Low point
During a recent traffic stop, the gang officer said, he pulled over a young woman for running stop signs. When he approached her car, she opened her driver's-side window and pointed her cellphone in his direction, close enough for him to see his own face on her screen.
"I'm recording this encounter," he recalled her telling him as he took her driver's license.
A rank-and-file officer who patrols the South Side worries even routine interactions with residents could blow up into controversies that draw unwanted attention.
"I feel like I can't talk to anybody because someone might accuse me of violating their civil rights," she told the Tribune.
The job has always been a thankless one, she said, but now it's worse. Before the McDonald video, cops knew that the department most likely had their backs, unless their actions were truly indefensible. But now every little thing is being challenged, she said.
It has gotten so bad, this officer doesn't want to be a cop anymore, but she can't leave. She's a single mother with a young child, she said.
The Police Department's crackdown on officers to make sure the dashboard cameras on their squad cars are working properly has also made some cops uneasy. The move by interim Superintendent John Escalante came after the squad cars that responded to the McDonald shooting picked up no discernible audio, raising concerns of a police cover-up.
With his police radio crackling in the background, one police supervisor who was contacted by the Tribune while he was on patrol in a squad car declined to talk then out of fear the conversation might be recorded on the audio equipment. While off-duty the next day, he told the reporter of his feelings of despair.

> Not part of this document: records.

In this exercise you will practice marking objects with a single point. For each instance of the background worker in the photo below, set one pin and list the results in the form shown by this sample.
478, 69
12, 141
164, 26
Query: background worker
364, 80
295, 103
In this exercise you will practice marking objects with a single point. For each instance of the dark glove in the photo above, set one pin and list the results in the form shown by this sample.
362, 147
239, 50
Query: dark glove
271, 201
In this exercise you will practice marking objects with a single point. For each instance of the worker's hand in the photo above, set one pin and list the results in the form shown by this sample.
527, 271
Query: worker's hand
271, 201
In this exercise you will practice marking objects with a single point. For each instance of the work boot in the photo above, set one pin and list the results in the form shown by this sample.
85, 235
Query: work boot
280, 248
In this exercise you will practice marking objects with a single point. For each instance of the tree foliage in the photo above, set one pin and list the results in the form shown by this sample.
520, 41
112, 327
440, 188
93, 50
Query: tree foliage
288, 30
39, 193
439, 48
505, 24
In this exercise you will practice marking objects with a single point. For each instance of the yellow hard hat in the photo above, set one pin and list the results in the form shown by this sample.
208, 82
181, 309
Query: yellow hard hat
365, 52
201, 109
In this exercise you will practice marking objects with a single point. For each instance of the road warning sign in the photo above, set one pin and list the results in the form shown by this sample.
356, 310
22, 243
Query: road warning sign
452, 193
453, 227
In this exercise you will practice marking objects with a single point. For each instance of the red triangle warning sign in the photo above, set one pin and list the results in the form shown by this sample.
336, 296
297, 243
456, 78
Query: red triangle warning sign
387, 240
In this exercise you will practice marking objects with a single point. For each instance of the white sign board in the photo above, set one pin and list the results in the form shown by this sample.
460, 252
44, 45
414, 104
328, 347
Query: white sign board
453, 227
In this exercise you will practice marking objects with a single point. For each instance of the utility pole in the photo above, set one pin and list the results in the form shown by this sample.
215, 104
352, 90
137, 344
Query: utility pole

A cop with more than 10 years' experience, he called the past few months a "low point" in his career in spite of his recent promotion to sergeant.
His frustrations started after police took heat over the Ferguson police shooting even though the officer was ultimately cleared of wrongdoing by authorities there. The Justice Department, however, found officers routinely violated the civil rights of its citizens and has demanded change. Overall, the negativity has caused the Chicago sergeant to question his career in law enforcement and whether police brass in Chicago will back up frontline cops.
"I'm looking at retiring at 20 years," he said, noting at what point he'd qualify for a pension. "But before I thought I'd be doing this 30 years."
Caution and concern
Adding to the difficulties, officers say, has been the department's transition this year from using contact cards, which were brief records on every person officers stopped in a shift, to filling out a detailed questionnaire for every street stop that occurs.
Officers say the cumbersome process has not only slowed down their efforts by taking them off the street for longer stretches to handle the paperwork but also led to more caution on their part to lower the chances of getting into trouble.
So far this year, street stops are down drastically. Through January, police had filled out reports on 9,044 investigatory stops, a fraction of the 61,330 contact cards written in January last year, the most recent department data shows.
The department agreed to better document street stops last year after a study by the ACLU of Illinois found that Chicago police made more than a quarter-million stops from May through August 2014, four times more than New York cops did at the height of that city's controversial stop-and-frisk practices. The ACLU called those numbers "shocking."
But perhaps even more disturbing, the study exposed what the ACLU called troubling signs of racial profiling for a police department that flatly denied such a systemic problem. African-Americans were stopped at a disproportionately higher rate than Hispanics and whites, especially in predominantly white neighborhoods, the study found.
The two-page questionnaire takes far longer to fill out than the contact cards, tying up officers with paperwork for longer periods of their shift, officers say. It contains about 70 questions, including detailed background information on those stopped as well as an explanation for their "reasonable articulable suspicion" for the stop and pat-down. One officer said it takes about 20 minutes to fill out, compared with a few minutes for contact cards.
The officers said the forms can be filled out in the squad car on their portable data terminals, but those in-car computers often don't work properly, forcing them to go into the police stations to complete the paperwork. When that happens, officers can be taken off the street for lengthy periods of time while emergency calls over the police radio pile up, they said.
Last week the Police Department announced plans to simplify the forms effective Tuesday. It was unclear how much time that would save officers.
With the ACLU given access to drafts of the investigatory stop reports, officers expressed concern that any corrections they make to final reports might lead to accusations of a cover-up.
But Karen Sheley, an ACLU staff attorney who led the study released last year, said the ACLU isn't concerned about the conduct of individual officers as much as whether the department's overall practices are constitutional. With a federal judge reviewing the results, Sheley said, she hopes it results in fewer stops by police of innocent individuals and more positive officer interaction with the community.